Clinicopathologic features of folate-deficiency neuropathy.Neurology. 2015 Mar 10; 84(10):1026-33.Neur
The clinical significance and characteristics of neuropathy caused by folate deficiency remain to be established.
We examined the clinicopathologic features of 18 consecutive patients with neuropathy caused by folate deficiency who presented with low serum folate levels but normal blood thiamine and serum cobalamin levels in the absence of chronic alcoholism.
Symptoms were relatively uniform, characterized by slowly progressive polyneuropathy with predominant involvement of the lower extremities, with a tendency to manifest as sensory rather than motor neuropathy and predominant deep rather than superficial sensory loss. The electrophysiologic features were consistent with axonal neuropathy. The histopathologic features of sural nerve biopsy specimens indicated large fiber-predominant axonal loss without segmental demyelination. Although macrocytosis was found in 7 patients, only 3 patients exhibited hemoglobin levels less than 10 g/dL. During the same study period, we found 12 patients who had low blood thiamine levels but normal serum folate and cobalamin levels without chronic alcoholism. Compared with patients who had thiamine-deficiency neuropathy, patients with a folate deficiency showed significantly slower progression (p < 0.01), a tendency to manifest sensory neuropathy (p < 0.05), predominant deep sensory loss (p < 0.01), and preservation of biceps tendon reflexes (p < 0.05).

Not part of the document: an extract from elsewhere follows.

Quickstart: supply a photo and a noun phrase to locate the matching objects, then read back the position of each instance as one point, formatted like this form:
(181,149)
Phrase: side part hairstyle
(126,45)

Folate-deficiency neuropathy was characterized by a slowly progressive and sensory-dominant pattern, which was different from thiamine-deficiency neuropathy (i.e., beriberi neuropathy). This study demonstrates the importance of folate deficiency in the differential diagnosis of neuropathy, particularly in countries where folic acid fortification has not yet been practiced.